Everyone over a certain age (let's say 30) can recall the harrowing impact of Michael Buerk's first reports of a famine in Ethiopia in 1984.
The sheer biblical images of starving black children - their hollow eyes pleading for food to placate their empty, distended bellies, their ribs stretching their thin skins, their limbs shrivelled to mere bones and skin - shocked the West in our relative affluence.
What followed was Band Aid, Live Aid, and the growth of global consciousness in relation to the appalling poverty suffered on the African continent.
Since then, charities have reported 'donation fatigue' and the diminishing returns of shock footage of African carnage or disaster. Mass rape and child slavery in Darfur barely stirs us now. Burma is flooded, and we can barely bother to put a hand in our pockets.

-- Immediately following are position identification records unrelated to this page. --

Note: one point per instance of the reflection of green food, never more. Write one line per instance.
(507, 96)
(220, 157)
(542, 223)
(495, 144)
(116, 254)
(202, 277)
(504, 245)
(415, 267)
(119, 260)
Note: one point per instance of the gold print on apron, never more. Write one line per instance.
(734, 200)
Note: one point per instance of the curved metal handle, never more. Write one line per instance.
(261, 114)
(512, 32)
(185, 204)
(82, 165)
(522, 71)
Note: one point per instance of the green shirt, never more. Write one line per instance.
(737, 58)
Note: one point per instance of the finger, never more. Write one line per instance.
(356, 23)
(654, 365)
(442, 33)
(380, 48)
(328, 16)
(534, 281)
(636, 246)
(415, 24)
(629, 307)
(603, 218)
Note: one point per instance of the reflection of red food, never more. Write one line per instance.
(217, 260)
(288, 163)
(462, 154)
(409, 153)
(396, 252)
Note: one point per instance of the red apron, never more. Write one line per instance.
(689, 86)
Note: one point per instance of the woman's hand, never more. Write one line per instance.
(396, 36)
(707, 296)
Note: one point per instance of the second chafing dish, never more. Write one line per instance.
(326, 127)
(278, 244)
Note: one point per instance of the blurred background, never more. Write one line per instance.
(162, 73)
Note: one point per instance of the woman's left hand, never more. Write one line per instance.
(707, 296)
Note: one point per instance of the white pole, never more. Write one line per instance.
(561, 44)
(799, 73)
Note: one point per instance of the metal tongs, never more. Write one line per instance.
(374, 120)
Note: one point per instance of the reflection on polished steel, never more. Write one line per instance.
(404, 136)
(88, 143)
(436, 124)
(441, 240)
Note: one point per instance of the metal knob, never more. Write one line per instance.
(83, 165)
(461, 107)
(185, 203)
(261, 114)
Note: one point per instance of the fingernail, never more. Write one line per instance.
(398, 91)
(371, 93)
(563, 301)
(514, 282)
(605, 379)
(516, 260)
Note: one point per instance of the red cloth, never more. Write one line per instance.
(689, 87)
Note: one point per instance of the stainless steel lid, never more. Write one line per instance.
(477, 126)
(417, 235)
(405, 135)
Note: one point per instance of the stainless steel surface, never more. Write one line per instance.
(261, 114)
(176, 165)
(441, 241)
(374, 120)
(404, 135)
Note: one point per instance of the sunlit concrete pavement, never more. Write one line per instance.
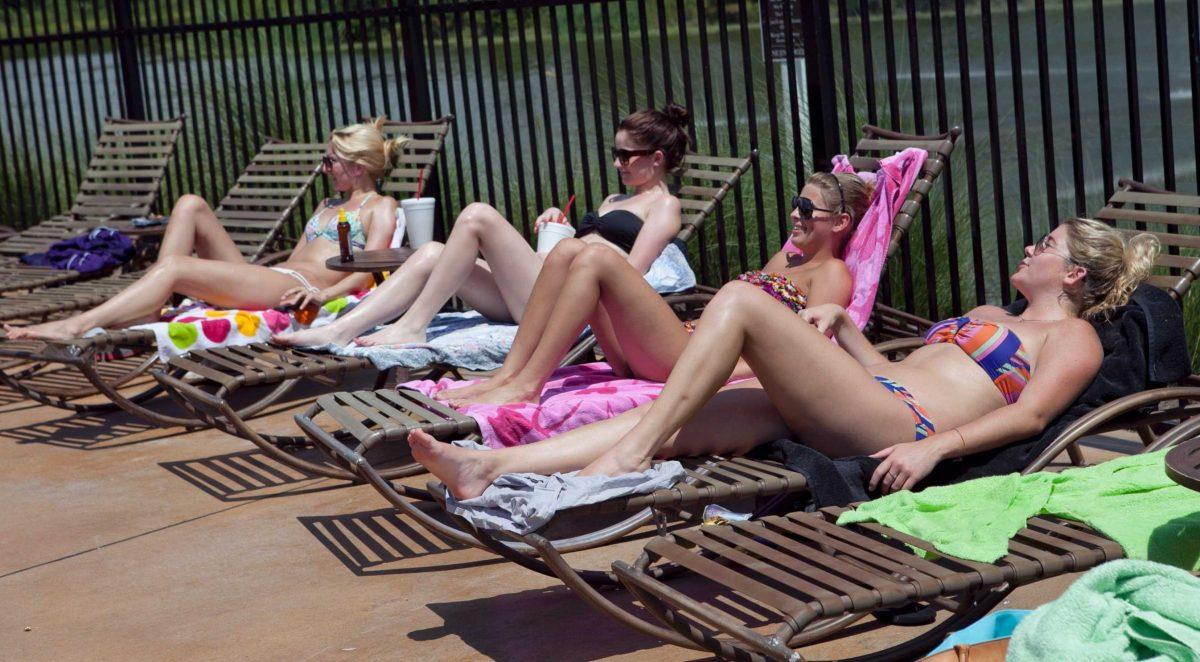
(120, 541)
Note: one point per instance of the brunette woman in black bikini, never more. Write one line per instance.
(491, 266)
(831, 397)
(636, 329)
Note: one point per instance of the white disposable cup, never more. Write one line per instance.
(419, 214)
(551, 234)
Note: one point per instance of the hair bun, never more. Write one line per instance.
(677, 114)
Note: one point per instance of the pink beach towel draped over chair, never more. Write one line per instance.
(868, 248)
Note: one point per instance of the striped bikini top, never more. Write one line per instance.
(997, 350)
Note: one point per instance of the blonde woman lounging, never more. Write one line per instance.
(649, 145)
(982, 380)
(198, 258)
(636, 329)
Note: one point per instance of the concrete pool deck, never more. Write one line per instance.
(123, 541)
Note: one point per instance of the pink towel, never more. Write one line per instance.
(868, 248)
(574, 396)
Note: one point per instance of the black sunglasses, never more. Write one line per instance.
(625, 155)
(805, 206)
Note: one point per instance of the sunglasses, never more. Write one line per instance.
(1043, 246)
(624, 156)
(805, 208)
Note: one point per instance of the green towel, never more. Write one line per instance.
(1129, 500)
(1119, 611)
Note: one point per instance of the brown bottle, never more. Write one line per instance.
(343, 236)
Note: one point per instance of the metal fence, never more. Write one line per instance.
(537, 88)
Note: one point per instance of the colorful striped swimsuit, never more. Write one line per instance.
(997, 350)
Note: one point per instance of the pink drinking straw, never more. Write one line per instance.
(568, 210)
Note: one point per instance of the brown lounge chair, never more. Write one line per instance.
(706, 181)
(121, 182)
(809, 579)
(253, 211)
(383, 419)
(715, 479)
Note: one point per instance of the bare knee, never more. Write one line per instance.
(565, 251)
(598, 257)
(478, 217)
(426, 256)
(187, 206)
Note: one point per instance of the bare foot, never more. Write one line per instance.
(313, 337)
(463, 471)
(504, 393)
(57, 330)
(469, 391)
(391, 335)
(615, 464)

But surely it is a new low in the quest for ratings to actually invent a famine where none exists?
This is the allegation a Norwegian TV documentary team have levelled at the BBC.
After the documentary aired in Norway, it won awards and raised serious questions about the BBC's role in reporting a famine in Niger in 2005. It accused the BBC and the United Nations of acting in tandem to create a climate of intervention where none was required.
That suited the UN, who apparently wanted into Niger, and suited the BBC who wanted a good exclusive story, as journalists are wont to do.
Niger is a desert land in the Southern Sahara. But it is rich with uranium and other resources, and its population are predominantly nomadic, like the Touaregs (see above). They are used to moving around to obtain food. It's not like the pasture lands of Ethiopia failing at all.
But after the documentary aired in Norway, the BBC pulled the rights to their own footage, meaning that the documentary had to air in Sweden in a shorter, much less impactful form. It hasn't been seen elsewhere yet.
Auntie Beeb pleads innocence, and claims all the Norwegians need to do is ask politely for the rights to the footage and they can have it.
So perhaps we might yet get to see this interesting Norwegian film, controversially titled 'The Famine Scam.'
I fervently hope that the buyers in RTE will make a point of picking up this documentary and showing it during prime time viewing.
Then we will be able to decide for ourselves if the BBC and UN were right and there was a famine in Niger.
Or we might find that 'Niger's prime minister, local residents, doctors working in the region, a US aid organisation spokesman and other journalists' are more plausible when they say that no famine ever occurred.